The deploy directory will contain all the executables and configuration files you will need. You can copy this directory to the target machine if you intend running the firewall on a different machine than the one used to compile on.
The basic idea is that the GUI is completely separate from the configuration of the actual firewall. Thus it is possible to use a GUI on a workstation and generate a REAPOFF installation for a completely different system. By default the GUI will create a complete, pre-configured installation of REAPOFF in the ./deploy directory.
The GUI uses a template file called ``template.xml''. This file contains all the rules currently written in XML format. The rules are classified according to a family. Thus for example all rules pertaining to HTTP belong to a family called HTTP. This classification is a guide only, although its probably not a good idea to mix and match rules between families. The family ``general'' contains rules which can generally be used on any proxy.
Figure 1 shows the main GUI screen. There are a number of parts in this screen. The left most pane shows the current proxies which are configured in a tree view. The rules defined for each proxy are also shown. The top right pane shows a description of the currently selected rule or proxy. This description helps the user decide if they want this rule present. A better explanation is given of the GUI structure in the following sections.
Rules can take on variables sometimes. This allows the user to configure the rule specifically for their situation. For example the above screen shot shows a rule which accepts three variables. A variable may contain more than one instance, by having multiple lines of text. For example in the above screen shot the variable string matches accepts multiple arguments each match is present on its own line.

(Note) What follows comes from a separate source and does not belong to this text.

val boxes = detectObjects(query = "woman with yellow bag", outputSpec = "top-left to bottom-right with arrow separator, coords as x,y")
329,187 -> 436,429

Figure 2 shows the template dialog box which is presented whenever a new rule is added. The user can then select which rule they wish to add to the current proxy. Multiple selections are allowed in this dialog box.
Usually rule dumps from such firewalls are difficult to read, since the rules don't necessarily correspond to a particular policy and its difficult to work out what each rule is supposed to achieve. On the other hand, a firewall's configuration is supposed to reflect a security policy which is a higher level, clearly defined document stating what restrictions and privileges are applied to different groups of users,computers and times. In a sense there is a separation between the actual policy and the conditions under which these policies are applied.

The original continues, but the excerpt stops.